The increase of alcoholism in the area of Charleroi - which was hard hit by the economic crisis - is not traceable to an increase in the offer of beer. If heroin were introduced, it is quite possible that a higher number of people would become dependent on it there than all in the rest of Belgium. That dependence, however, would not have been caused by the offer of the product, and if it were legal, one might hope that in the long run, it would not be more harmful than alcohol. If it were illegal, however, you can be sure that it would cause other problems which would make it a scourge far worse than alcohol, and the complexity of the problems created by those new heroin addicts for medicine would be of such proportion as to constitute an argument in favour of outlawing heroin.
Of course, we cannot contradict those who argue that if the market in the Charleroi area remained closed to illegal heroin - thus, totally eliminating the offer - the situation would be exclusively "alcoholic"-related (and thus less complex, as it would constitute a more well-known social phenomenon).
However, this in all probability would never occur and, for reasons of an "other" economic order, it is equally as unrealistic as the proposition of eliminating all narcissistic faults.
In concluding this brief presentation in favour of the legalisation of drugs and against the concept of the impact of availability on the spread of addiction (as that phenomenon would appear above all to affect some of the more fragile individuals in disastrous social and economic conditions), it is necessary - in the interests of real and not merely rhetorical precautions - to place that legalisation in a context of health education.
Although the Belgian population has, after generations, learned to handle its alcohol consumption (with the exception obviously of the occasional alcoholic), the situation as regards psychotropic substances and illegal drugs is quite another story.
The legalisation of psychotropic substances does not necessarily imply that heroin, cocaine and hashish will be put on sale everywhere.
On the contrary, it means that everyone will be called upon to become informed as to the effects of those substances, their advantages, limits and risks.

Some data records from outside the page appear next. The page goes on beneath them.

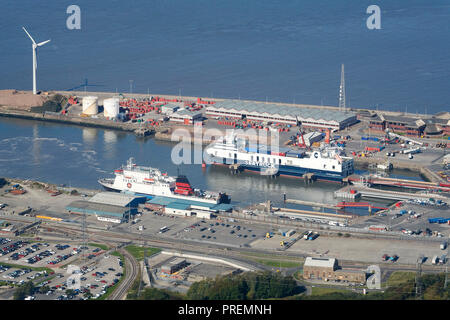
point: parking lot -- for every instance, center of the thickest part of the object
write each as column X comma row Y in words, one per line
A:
column 219, row 231
column 359, row 250
column 101, row 270
column 223, row 232
column 95, row 277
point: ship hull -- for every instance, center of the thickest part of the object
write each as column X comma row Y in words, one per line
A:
column 110, row 187
column 293, row 172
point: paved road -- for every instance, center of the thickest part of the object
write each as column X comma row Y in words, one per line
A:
column 131, row 272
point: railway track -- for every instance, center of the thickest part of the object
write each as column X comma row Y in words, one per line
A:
column 131, row 273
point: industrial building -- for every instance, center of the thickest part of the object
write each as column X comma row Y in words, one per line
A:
column 114, row 205
column 409, row 126
column 174, row 266
column 304, row 116
column 328, row 269
column 169, row 108
column 186, row 116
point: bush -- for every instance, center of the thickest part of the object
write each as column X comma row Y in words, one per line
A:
column 250, row 285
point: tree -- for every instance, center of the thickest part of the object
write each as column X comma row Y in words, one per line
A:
column 27, row 289
column 44, row 289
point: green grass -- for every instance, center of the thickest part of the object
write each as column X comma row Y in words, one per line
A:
column 138, row 252
column 279, row 263
column 399, row 277
column 98, row 245
column 27, row 267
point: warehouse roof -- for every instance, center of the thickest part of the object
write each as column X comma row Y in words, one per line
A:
column 405, row 120
column 113, row 198
column 96, row 208
column 179, row 206
column 185, row 113
column 320, row 262
column 259, row 108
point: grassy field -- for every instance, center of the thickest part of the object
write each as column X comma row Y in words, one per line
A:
column 98, row 245
column 27, row 267
column 138, row 252
column 279, row 263
column 320, row 291
column 399, row 277
column 111, row 289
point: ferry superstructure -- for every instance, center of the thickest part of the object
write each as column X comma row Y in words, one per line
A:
column 325, row 163
column 152, row 182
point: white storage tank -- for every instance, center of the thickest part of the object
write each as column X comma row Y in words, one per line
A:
column 90, row 105
column 111, row 107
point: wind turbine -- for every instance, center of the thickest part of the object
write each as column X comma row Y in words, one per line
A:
column 34, row 45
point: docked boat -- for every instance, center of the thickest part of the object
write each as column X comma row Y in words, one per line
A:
column 152, row 182
column 323, row 163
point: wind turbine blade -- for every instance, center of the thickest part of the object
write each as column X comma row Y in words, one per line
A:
column 42, row 43
column 29, row 35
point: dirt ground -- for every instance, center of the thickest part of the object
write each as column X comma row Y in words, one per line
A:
column 21, row 99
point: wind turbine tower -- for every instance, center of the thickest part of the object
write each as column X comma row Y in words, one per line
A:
column 342, row 91
column 34, row 46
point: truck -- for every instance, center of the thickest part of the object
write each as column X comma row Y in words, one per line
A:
column 313, row 236
column 393, row 258
column 435, row 260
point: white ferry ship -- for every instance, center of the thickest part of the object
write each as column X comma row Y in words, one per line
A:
column 328, row 163
column 151, row 182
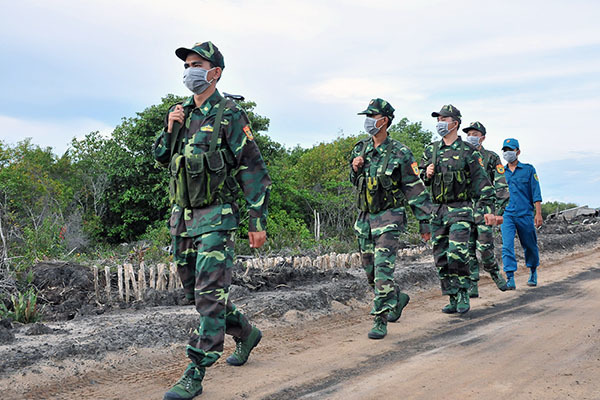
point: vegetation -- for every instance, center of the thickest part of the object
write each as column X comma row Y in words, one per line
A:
column 107, row 190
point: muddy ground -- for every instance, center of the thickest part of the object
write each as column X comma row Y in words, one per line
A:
column 80, row 334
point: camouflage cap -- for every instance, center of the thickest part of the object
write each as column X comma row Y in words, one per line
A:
column 512, row 144
column 478, row 126
column 379, row 106
column 206, row 50
column 448, row 111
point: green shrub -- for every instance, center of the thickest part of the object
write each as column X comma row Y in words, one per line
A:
column 24, row 307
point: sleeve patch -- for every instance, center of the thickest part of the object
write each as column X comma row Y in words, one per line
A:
column 248, row 132
column 415, row 168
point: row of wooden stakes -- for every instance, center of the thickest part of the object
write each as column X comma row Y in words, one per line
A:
column 132, row 283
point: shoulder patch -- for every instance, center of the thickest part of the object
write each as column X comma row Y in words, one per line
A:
column 415, row 168
column 248, row 132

Although experience teaches us that generations are needed before a population learns to intelligently use a product (demonstrating once more that, whatever the type of culture predominating, the choice of products remains dependent on individual factors, which are themselves tributary of the social and the economic), generations of controlling limitations will be required before that management will be mastered.
Only in conditions of regulated legality can a health education programme be conducted with any hope of success. Weren't the dangers of barbiturates and the limits to be applied for their successful administration learned in a generation? A "clandestine barbiturate addiction" would never have provided the subject of a convincing health education programme.